Erweist sich der Zugriff über die allgemeinen Suchmaschinen als unproduktiv, so ist auch die Annäherung über deutschsprachige Suchmaschinen nicht produktiver. Die deutsche Meta-Suchmaschine MetaGer verweist an erster Stelle auf Jesus.de, wiederum ein evangelikaler Angriff auf die Nerven. Wer auf die entsprechende Website zugreift, bekommt zunächst eine fast leere Seite zu sehen, die nur eine einzige Zeile enthält: Sie sind hier auf dem falschen Pfad ... Der rechte Weg ist hier! Das hier ist verlinkt und soll den Besucher auf die eigentliche Startseite der Website weiterführen. Das kann man sich sparen. Die zweite Adresse verweist überraschenderweise auf Marius Müller Westernhagen und sein Jesuslied, im religionspädagogischen Kontext durchaus nutzbar, aber eigentlich nicht das Ziel der Recherche. Die dritte Adresse Evangelium.de stellt zumindest einige zentrale Fragen zu Jesus, bleibt aber letztlich doch in einem recht schlicht gestrickten Rahmen. Viel Produktives gibt es auch bei den folgenden Verweisen nicht mehr.

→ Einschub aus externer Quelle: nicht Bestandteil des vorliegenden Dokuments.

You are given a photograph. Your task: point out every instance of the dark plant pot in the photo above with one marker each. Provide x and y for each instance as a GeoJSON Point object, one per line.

Selbst die spezialisierten Internet-Kataloge fördern nur Unproduktives oder Altbekanntes zutage. Wer sich auf Dino.de über Gesellschaft & Soziales -> Kirche und Religion -> Christentum auf die Karteikarte -> Jesus von Nazareth durchgeklickt hat, stößt auf die schon vertraute Auswahl von christlichen Domains in mehr oder minder schlichter Aufmachung, darunter unter der mehr als kryptischen Überschrift JESUS CHRISTUS. Die 5 Wichtigen Punkte Aber. eine computergenerierte und deshalb kaum zu ertragende Übersetzung diverser Bibelstellen. Weiterbringend ist in diesem Sammelsurium nichts.

Recherche im Reliweb

Bleibt zunächst nur der an sich von vornherein empfehlenswerte Zugang über eine spezialisierte Datenbank, wie sie das reliweb darstellt, welche alles Wichtige in Form von bewerteten und kommentierten Links zusammenträgt. Hier erbringt die Recherche nach dem Stichwort Jesus 24 überschaubare Hinweise, beginnend mit einem mit 5 Sternen bewerteten Seminarskript der Universität Linz (JESUS, der Mensch, der in kein Schema passt. Die "Eckdaten" des Lebens Jesu. Das Faszinierende an Jesus. Jesu Grenzen. Jesu Botschaft vom Reich Gottes. Auferstanden von den Toten - Wahrheit oder Legende? Jesus der Sohn Gottes). Eine weitere Empfehlung des reliweb bezieht sich auf dieselbe Quelle und beschäftigt sich mit den Wundern Jesu. Eine weitere Adresse wendet sich weniger Jesus selbst, als vielmehr den ihn umgebenden Figuren zu. Hier findet man "3 Jesus-Geschichten aus der Ich-Perspektive von Gestalten aus der Umwelt Jesu". Erwähnt seien noch einige der weiteren Angebote: "Vor 2000 Jahren in Galiläa und Jerusalem - Was wissen wir über Jesus von Nazaret? (Oder die Frage nach dem historischen Jesus: Kurz und bündig) von J. Gnilka." Oder: Jesus (Isa) aus islamischer Sicht (geschrieben von einem deutschen Muslim). Und schließlich: Alte Texte erklärt für Leser von heute insbesondere zur Person Jesu (Prof. Claus-Peter März Theol. Fakultät Erfurt).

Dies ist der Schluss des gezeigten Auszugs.